The night before the flight, they ate Chinese food, then Brian gave himself a haircut before starting to pack. Several weeks earlier, Brian found a photograph of Julie when she was five years old, with wet hair and a goofy smile. “This is the sweetest picture I’ve ever seen of you,” Brian told her when he discovered it. While Brian packed, Julie sneaked the photo into his suitcase, so he’d find it again when he reached California.

The morning of September 11, Julie drove Brian to the Cape Cod airport in Hyannis for a connecting flight to Boston. He was dressed in the same “Sweeney uniform” of jeans, denim shirt, work boots, and baseball cap he’d worn when they met. Brian kissed Julie, then surprised her with news that he’d be back a day early, so they could spend the last summer weekend together.

AMID THE FAMILIES, business travelers, and tourists were five Middle Eastern men who fit none of those categories. They selected seats almost exactly in the pattern Mohamed Atta and his four collaborators used aboard American Flight 11. Once again, the tactical arrangement placed members of their group close to the cockpit, while others could cover both aisles if anyone came forward to challenge them from the rear of the plane.

The first two to board United Flight 175 were Fayez Banihammad, of the United Arab Emirates, and Mohand al-Shehri, from Saudi Arabia, who sat in first-class seats 2A and 2B. Four weeks earlier, Banihammad had bought a multitool with a short blade, called a Stanley Two-Piece Snap-Knife Set.

Next came Marwan al-Shehhi, the native of the United Arab Emirates who’d met Atta and Jarrah in Hamburg and traveled with them to the al-Qaeda camps in Afghanistan and then to Florida for flight training. Nine months earlier, Shehhi had received his FAA commercial pilot certificate at the same flight school, on the same day, as Atta, who sometimes referred to Shehhi as his “cousin.” On the same day as Banihammad’s knife purchase, in the same city, Shehhi had bought two short-bladed knives, one called a Cliphanger Viper and the other called an Imperial Tradesman Dual Edge.

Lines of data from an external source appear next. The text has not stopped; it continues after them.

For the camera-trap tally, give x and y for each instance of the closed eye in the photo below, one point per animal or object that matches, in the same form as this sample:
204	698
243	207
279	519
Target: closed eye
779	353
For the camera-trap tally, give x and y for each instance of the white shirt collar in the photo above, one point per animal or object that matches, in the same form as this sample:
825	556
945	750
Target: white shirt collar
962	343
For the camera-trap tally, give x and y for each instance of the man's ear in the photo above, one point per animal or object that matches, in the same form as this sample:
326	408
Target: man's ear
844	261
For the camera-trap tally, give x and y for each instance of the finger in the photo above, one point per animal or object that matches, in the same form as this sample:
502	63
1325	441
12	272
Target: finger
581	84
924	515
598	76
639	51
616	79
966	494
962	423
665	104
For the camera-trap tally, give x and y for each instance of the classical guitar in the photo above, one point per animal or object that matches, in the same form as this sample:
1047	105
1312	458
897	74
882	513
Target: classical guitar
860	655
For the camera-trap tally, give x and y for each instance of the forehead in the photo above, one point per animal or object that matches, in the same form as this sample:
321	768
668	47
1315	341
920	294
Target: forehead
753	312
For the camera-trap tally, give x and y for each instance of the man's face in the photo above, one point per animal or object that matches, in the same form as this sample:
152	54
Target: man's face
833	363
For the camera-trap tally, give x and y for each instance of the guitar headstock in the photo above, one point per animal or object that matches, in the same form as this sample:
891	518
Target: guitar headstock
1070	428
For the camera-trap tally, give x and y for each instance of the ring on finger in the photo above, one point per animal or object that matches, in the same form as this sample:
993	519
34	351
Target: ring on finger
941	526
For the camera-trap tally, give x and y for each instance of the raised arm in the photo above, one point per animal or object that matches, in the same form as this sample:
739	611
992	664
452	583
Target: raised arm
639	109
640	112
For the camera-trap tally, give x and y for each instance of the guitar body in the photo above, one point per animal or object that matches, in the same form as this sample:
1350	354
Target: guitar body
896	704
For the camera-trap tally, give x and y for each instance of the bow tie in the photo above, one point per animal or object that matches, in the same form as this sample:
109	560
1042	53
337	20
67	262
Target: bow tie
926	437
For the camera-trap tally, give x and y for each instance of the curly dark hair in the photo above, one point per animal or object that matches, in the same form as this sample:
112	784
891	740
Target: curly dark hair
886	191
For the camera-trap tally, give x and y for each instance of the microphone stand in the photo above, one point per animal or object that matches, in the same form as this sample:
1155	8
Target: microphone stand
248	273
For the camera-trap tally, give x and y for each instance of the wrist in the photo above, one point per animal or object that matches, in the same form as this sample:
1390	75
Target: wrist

Shehhi seemed the most likely person to have made the 6:52 a.m. call to Atta’s cellphone. The call was made from Logan’s Terminal C, from a pay phone located between the security screening checkpoint and the departure gate for Flight 175. Based on location and timing, the three-minute call to Atta might have been a final confirmation that they were ready to move forward with their plan.

When he reached the plane, Shehhi sat in the middle of business class, in seat 6C, just as Atta had chosen a seat in the middle of business class on Flight 11.

The last two to board Flight 175, Ahmed al-Ghamdi and Hamza al-Ghamdi, possibly cousins, came from the same small town in Saudi Arabia. Hamza al-Ghamdi had purchased a Leatherman Wave multitool the same day and in the same city where Banihammad and Shehhi had purchased their knives. Whether they carried those particular knives aboard Flight 175 isn’t known.

Hamza al-Ghamdi apparently took to heart the instruction in the handwritten Arabic letter to “wear cologne.” Earlier that morning, his overbearing fragrance had made a lasting, unpleasant impression on the desk clerk when he checked out of the off-brand Days Hotel, a few miles from the airport. He made no better impression on the cabdriver who drove them to the airport when he left a fifteen-cent tip.

Upon their arrival at Logan’s United Airlines ticket counter shortly before 7 a.m., the Ghamdis had seemed confused. One told a customer service agent that he thought he needed to buy a ticket for the flight, not realizing that he already had one. Both had limited English skills, so they had difficulty answering standard security questions about unattended bags and dangerous items. The customer service agent repeated the questions slowly, and the Ghamdis eventually gave acceptable answers. Aboard Flight 175, the Ghamdis sat together in the last row of business class, in the center two seats, 9C and 9D.

None of the five men or their luggage was chosen by the computerized system or by airport workers for additional security screenings.